US markets will be closed Monday, May 26, for Memorial Day, while Canadian markets will remain open. Positioning ahead of the US long weekend kept some caution in the futures.

About 19,249 canola contracts were traded on Friday, which compares with Thursday when 16,452 contracts changed hands. The July/November spread trade was a feature of the activity.

Milling wheat, durum and barley futures were untraded, although wheat saw some price adjustments following the close.

SOYBEAN futures at the Chicago Board of Trade closed two to five cents US per bushel lower on Friday, seeing a profit taking correction following recent gains and ahead of the long weekend, analysts said.
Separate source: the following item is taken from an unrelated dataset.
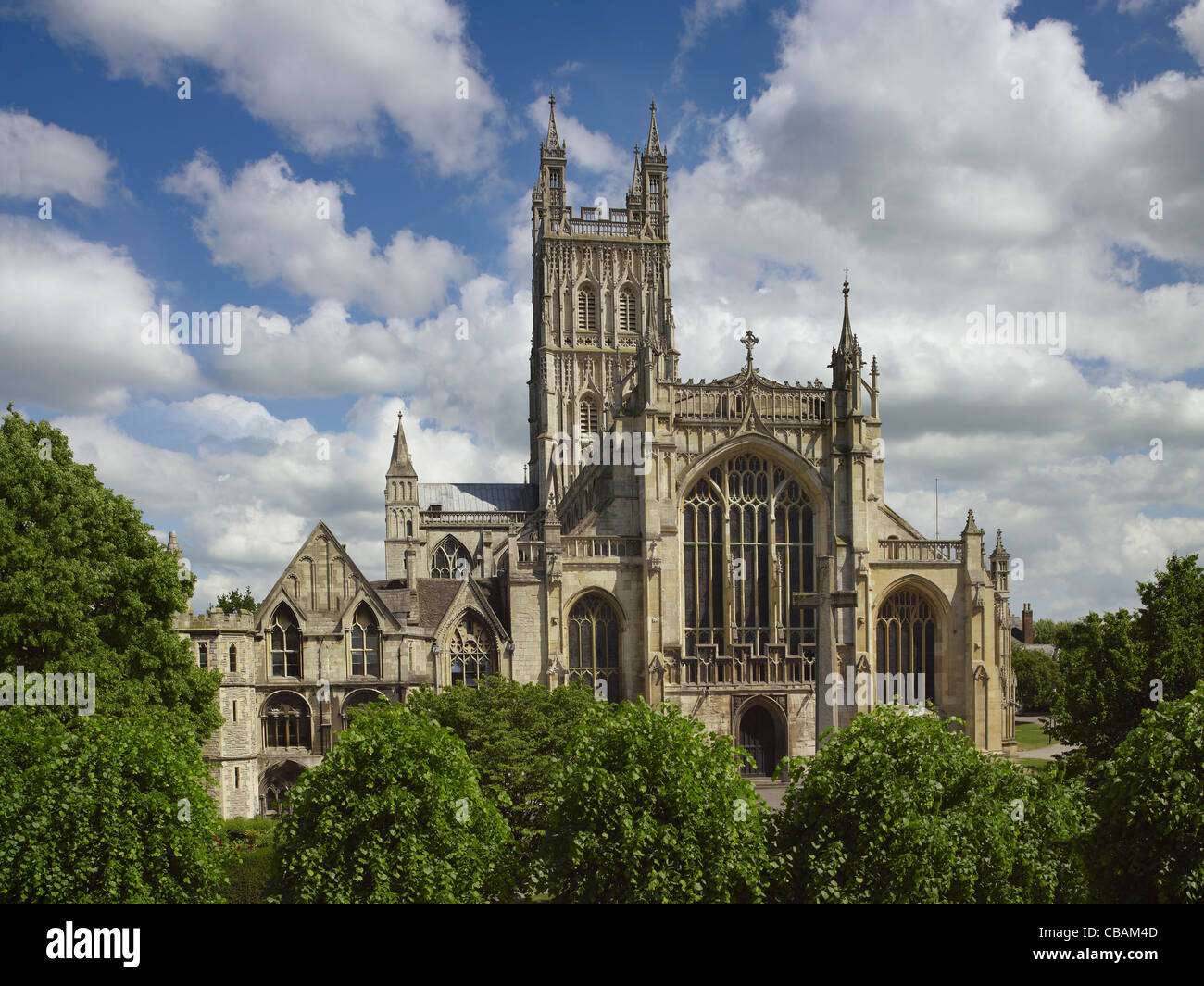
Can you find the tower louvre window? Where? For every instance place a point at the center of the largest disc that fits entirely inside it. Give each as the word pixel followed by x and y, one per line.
pixel 589 418
pixel 627 311
pixel 586 309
US markets will be closed for Memorial Day on Monday, May 26.

Ideas that the 2014/15 US soybean crop will be very large, as good soil moisture conditions are already getting it off to a good start, further undermined values.

Reports that more soybeans from South America are moving into the US were also behind the price softness, as was good weather forecasts for planting in the US this weekend.

However, ongoing worries about the tight old crop supply situation in the US amid steady demand tempered the declines.

SOYOIL futures were weaker, following the declines seen in outside vegetable oil markets, industry watchers said. Profit taking at the highs of the day was also bearish.

SOYMEAL futures closed narrowly mixed on Friday, as traders were evening positions ahead of the long weekend in the US, according to brokers.

CORN futures in Chicago settled one to three cents a bushel higher after a day of choppy activity as traders were being cautious ahead of the Memorial Day long weekend.

Sentiment that the market is oversold and due for an upward correction provided some support for prices, as did steady demand for the commodity, analysts said.

On the other side, expectations that farmers will have 85 to 90 per cent of the US corn crop planted by Sunday, May 25, were bearish.

Beneficial soil moisture conditions in the US that will help corn crops get off to a good start also weighed on values.

WHEAT futures were weaker, with Chicago, Minneapolis and Kansas City futures seeing losses of two to eight cents US per bushel.

Values were undermined by forecasts calling for a significant amount of rainfall across the US winter wheat belt over the weekend.

Forecasts calling for dry weather, that will aid planting in the northern United States over the weekend, were also bearish, traders said.

The large global supply situation continued to overhang the market, as did signs of slowing demand for US wheat.

However, sentiment that the market is oversold helped to limit the declines.

• China has reached an agreement to purchase 100,000 tonnes of wheat for the 2014/15 crop year from Kazakhstan. Last year, Kazakhstan sold 10,000 tonnes of wheat to China.

• The Indian government has procured 266.68 lakh tonnes so far this marketing year (Apr/Mar), up from 247.80 lakh tonnes at the same point last year.

• Turkey’s statistics office estimated the wheat crop would produce 19.8 million tonnes, down 10 per cent from the year prior due to drought conditions.

Settlement prices are in Canadian dollars per metric ton.